Пиво требовало выхода и мне пришлось прекратить научное исследование. Справлять нужду между онанистом и серуном не хотелось, поэтому я решил воспользоваться раковиной. Подойдя к умывальнику, я обратился к юным любительницам коктейлей:
— Прикройте глаза, вам еще рано на такое смотреть!
— Почему это? Нам уже есть 16! — возмутились они.
— Да? Может и паспорта покажете? — со скепсисом спросил я.
— Да пожалуйста, — фыркнули они и предъявили красные книжицы с гербом в виде двуглавого голубя.
— Действительно, ну тогда всё легально! Можете смотреть, — сказал я и расстегнув ширинку, принялся справлять нужду в раковину.
Шипящая горячая струя ударила в ржавую эмаль, а девушки принялись с интересом наблюдать за процессом и возбуждённо перешептываться.
— Понравилось? — закончив дело, спросил я.
— 7 из 10, — чуть покраснев выдала первая.

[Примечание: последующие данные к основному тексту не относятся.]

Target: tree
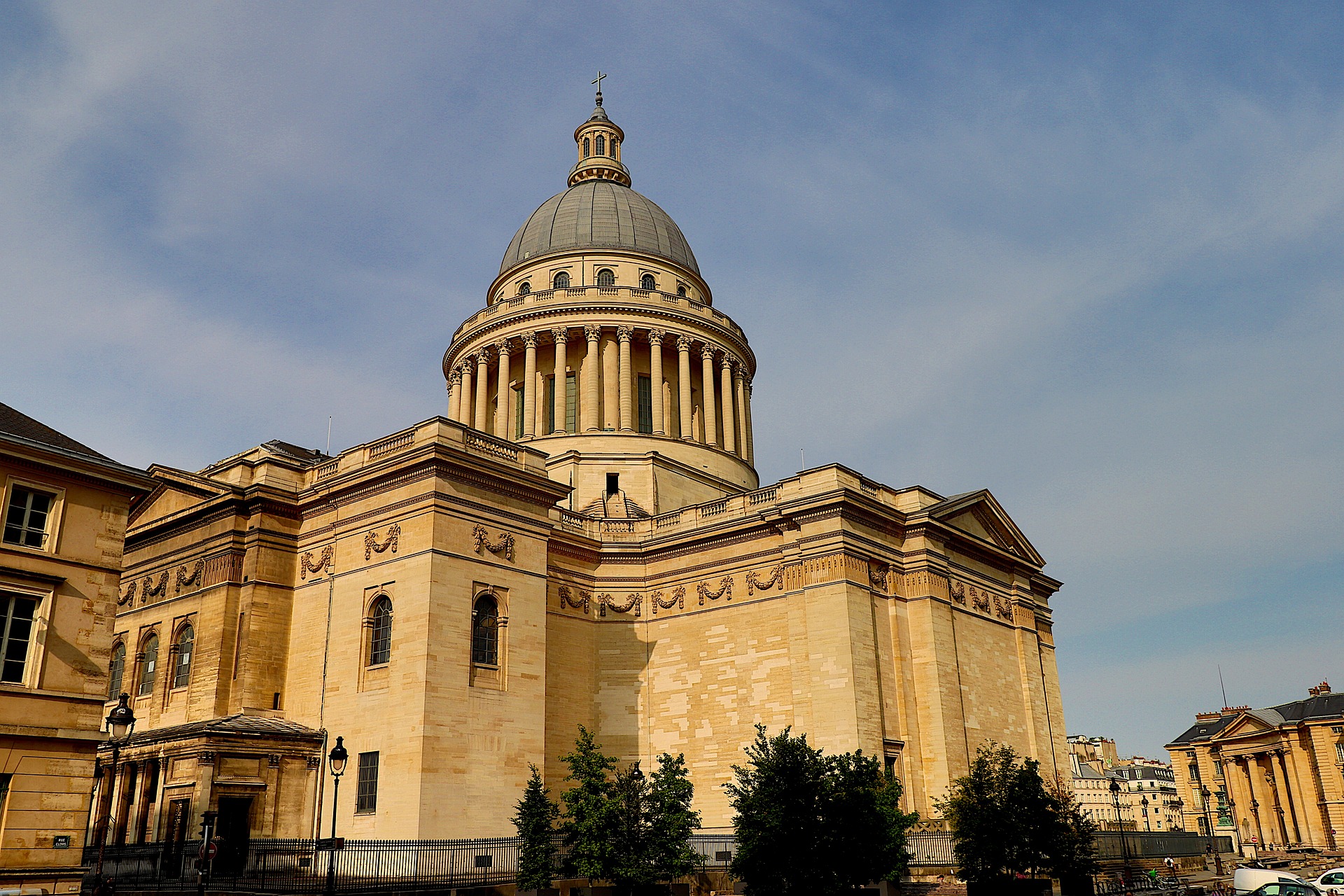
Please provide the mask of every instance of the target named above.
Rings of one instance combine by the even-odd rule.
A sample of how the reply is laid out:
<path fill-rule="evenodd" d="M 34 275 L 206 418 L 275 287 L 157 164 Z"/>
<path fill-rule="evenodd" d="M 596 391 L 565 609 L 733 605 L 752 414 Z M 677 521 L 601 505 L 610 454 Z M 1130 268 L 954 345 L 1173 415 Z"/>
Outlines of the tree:
<path fill-rule="evenodd" d="M 574 786 L 564 791 L 564 814 L 560 833 L 569 848 L 569 866 L 579 877 L 605 880 L 613 860 L 613 801 L 609 775 L 616 759 L 602 752 L 593 732 L 579 725 L 574 750 L 560 760 L 570 767 L 566 780 Z"/>
<path fill-rule="evenodd" d="M 970 771 L 953 782 L 939 809 L 956 844 L 957 875 L 991 883 L 1017 873 L 1074 873 L 1091 868 L 1091 823 L 1056 790 L 1040 763 L 1019 760 L 1005 744 L 976 751 Z M 1086 872 L 1083 872 L 1086 873 Z"/>
<path fill-rule="evenodd" d="M 517 811 L 513 813 L 513 827 L 523 841 L 517 850 L 519 889 L 550 887 L 555 870 L 554 833 L 560 809 L 542 785 L 542 772 L 536 766 L 531 768 L 532 776 L 528 778 L 523 798 L 517 801 Z"/>
<path fill-rule="evenodd" d="M 732 875 L 747 893 L 845 893 L 909 861 L 900 783 L 862 751 L 825 756 L 806 735 L 757 725 L 747 764 L 724 785 L 734 809 Z M 898 877 L 899 879 L 899 877 Z"/>

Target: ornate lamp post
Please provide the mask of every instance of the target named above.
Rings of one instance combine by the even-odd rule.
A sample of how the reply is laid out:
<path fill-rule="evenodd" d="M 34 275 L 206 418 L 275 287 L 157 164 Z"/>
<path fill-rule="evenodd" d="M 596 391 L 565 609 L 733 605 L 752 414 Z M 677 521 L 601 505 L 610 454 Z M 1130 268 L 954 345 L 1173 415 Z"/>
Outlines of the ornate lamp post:
<path fill-rule="evenodd" d="M 1120 854 L 1125 858 L 1125 880 L 1129 880 L 1129 840 L 1125 837 L 1125 821 L 1120 815 L 1120 782 L 1110 779 L 1110 801 L 1116 805 L 1116 823 L 1120 826 Z"/>
<path fill-rule="evenodd" d="M 136 729 L 136 713 L 130 709 L 130 695 L 117 697 L 117 705 L 108 713 L 108 743 L 112 744 L 112 771 L 108 772 L 108 811 L 102 814 L 102 836 L 98 838 L 98 866 L 94 875 L 102 879 L 102 854 L 108 848 L 108 829 L 112 826 L 112 798 L 117 787 L 117 759 L 121 755 L 121 739 L 129 737 Z"/>
<path fill-rule="evenodd" d="M 1216 840 L 1214 837 L 1214 818 L 1208 814 L 1208 798 L 1212 794 L 1208 787 L 1200 787 L 1199 795 L 1204 798 L 1204 823 L 1208 826 L 1208 852 L 1214 853 L 1214 873 L 1219 877 L 1223 876 L 1223 854 L 1218 852 Z"/>
<path fill-rule="evenodd" d="M 345 739 L 337 737 L 336 746 L 327 755 L 327 767 L 331 768 L 332 780 L 332 844 L 331 854 L 327 858 L 327 892 L 336 892 L 336 803 L 340 801 L 340 776 L 345 774 L 345 760 L 349 754 L 345 751 Z"/>

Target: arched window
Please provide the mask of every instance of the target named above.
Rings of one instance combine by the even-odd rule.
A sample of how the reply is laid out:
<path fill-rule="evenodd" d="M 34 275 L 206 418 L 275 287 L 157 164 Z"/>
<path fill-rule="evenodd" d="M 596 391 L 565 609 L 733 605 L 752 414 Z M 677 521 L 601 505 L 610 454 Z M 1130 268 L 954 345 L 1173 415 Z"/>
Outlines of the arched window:
<path fill-rule="evenodd" d="M 499 639 L 500 610 L 495 598 L 482 594 L 472 610 L 472 662 L 482 666 L 497 666 L 500 662 Z"/>
<path fill-rule="evenodd" d="M 374 600 L 368 619 L 368 665 L 378 666 L 392 658 L 391 598 L 383 595 Z"/>
<path fill-rule="evenodd" d="M 140 647 L 140 653 L 144 654 L 144 660 L 140 664 L 140 688 L 136 692 L 137 697 L 144 697 L 145 695 L 155 692 L 155 672 L 159 669 L 159 635 L 152 634 L 145 638 L 144 646 Z"/>
<path fill-rule="evenodd" d="M 108 700 L 116 700 L 121 693 L 121 678 L 126 674 L 126 645 L 117 642 L 108 661 Z"/>
<path fill-rule="evenodd" d="M 196 633 L 183 626 L 177 634 L 177 661 L 172 666 L 172 686 L 185 688 L 191 681 L 191 650 L 196 646 Z"/>

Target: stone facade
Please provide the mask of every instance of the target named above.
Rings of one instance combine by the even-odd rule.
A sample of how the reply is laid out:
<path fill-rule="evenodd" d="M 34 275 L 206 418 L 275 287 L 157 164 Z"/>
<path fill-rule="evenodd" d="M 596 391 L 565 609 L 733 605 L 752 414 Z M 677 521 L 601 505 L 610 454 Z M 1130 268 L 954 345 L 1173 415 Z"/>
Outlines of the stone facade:
<path fill-rule="evenodd" d="M 1277 707 L 1199 713 L 1167 750 L 1189 830 L 1212 823 L 1238 845 L 1340 848 L 1344 693 L 1329 684 Z"/>
<path fill-rule="evenodd" d="M 0 888 L 78 892 L 122 536 L 149 480 L 0 404 Z"/>
<path fill-rule="evenodd" d="M 1067 774 L 1044 560 L 984 490 L 836 465 L 761 488 L 746 336 L 628 195 L 601 107 L 575 141 L 551 230 L 524 224 L 445 353 L 446 416 L 151 469 L 117 634 L 194 642 L 137 685 L 128 759 L 198 755 L 173 778 L 191 830 L 227 795 L 235 830 L 309 836 L 340 735 L 339 830 L 378 838 L 509 834 L 528 764 L 558 790 L 579 724 L 622 762 L 684 752 L 710 827 L 758 723 L 882 756 L 926 817 L 985 739 Z M 207 724 L 259 719 L 289 727 Z M 282 764 L 243 805 L 202 751 Z M 168 836 L 167 799 L 114 799 L 149 819 L 130 838 Z"/>

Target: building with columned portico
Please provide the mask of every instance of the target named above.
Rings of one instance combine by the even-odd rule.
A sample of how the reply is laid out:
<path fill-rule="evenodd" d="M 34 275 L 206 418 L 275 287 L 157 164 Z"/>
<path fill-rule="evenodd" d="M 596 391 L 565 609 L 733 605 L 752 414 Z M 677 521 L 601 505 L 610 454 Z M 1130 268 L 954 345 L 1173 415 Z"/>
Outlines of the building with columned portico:
<path fill-rule="evenodd" d="M 581 724 L 622 762 L 685 754 L 707 826 L 757 723 L 880 756 L 926 818 L 986 739 L 1068 774 L 1060 583 L 1025 535 L 986 490 L 839 465 L 762 486 L 731 298 L 632 188 L 601 94 L 574 141 L 449 340 L 444 416 L 151 467 L 118 837 L 206 809 L 234 845 L 308 836 L 336 735 L 340 832 L 368 838 L 511 833 L 528 763 L 560 789 Z"/>

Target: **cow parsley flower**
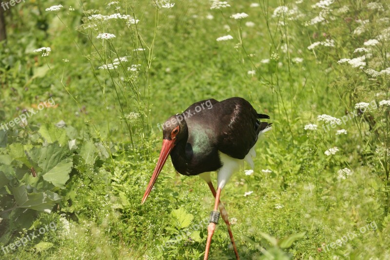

— А мне кажется тянет на твердую девятку! — кокетливо произнесла вторая.
— В рабочем состоянии будет семнадцать, не меньше! — авторитетно заявила бабка-уборщица, заглянувшая через моё плечо.
Обзаведясь двумя новыми подругами, я вернулся к своей компании и поведал им о дилемме сортирного онаниста. Мой рассказ был встречен бурными овациями и повышенным интересом.
— Что? Где⁈ Но это же просто аморально! Нужно наказать! — с лавочки тут же подорвался крупный коренастый паренек по кличке Ирод.
Он подбежал к ближайшему кусту сирени и выудил оттуда потертую хоккейную клюшку. При ее помощи он частенько заимствовал пиво у недружелюбных гопников и наркоманов.
— Никогда в живую онанистов не видел! — удивился Герман.
— Бежим! — Синий устремился к сортиру, а за ним и все остальные.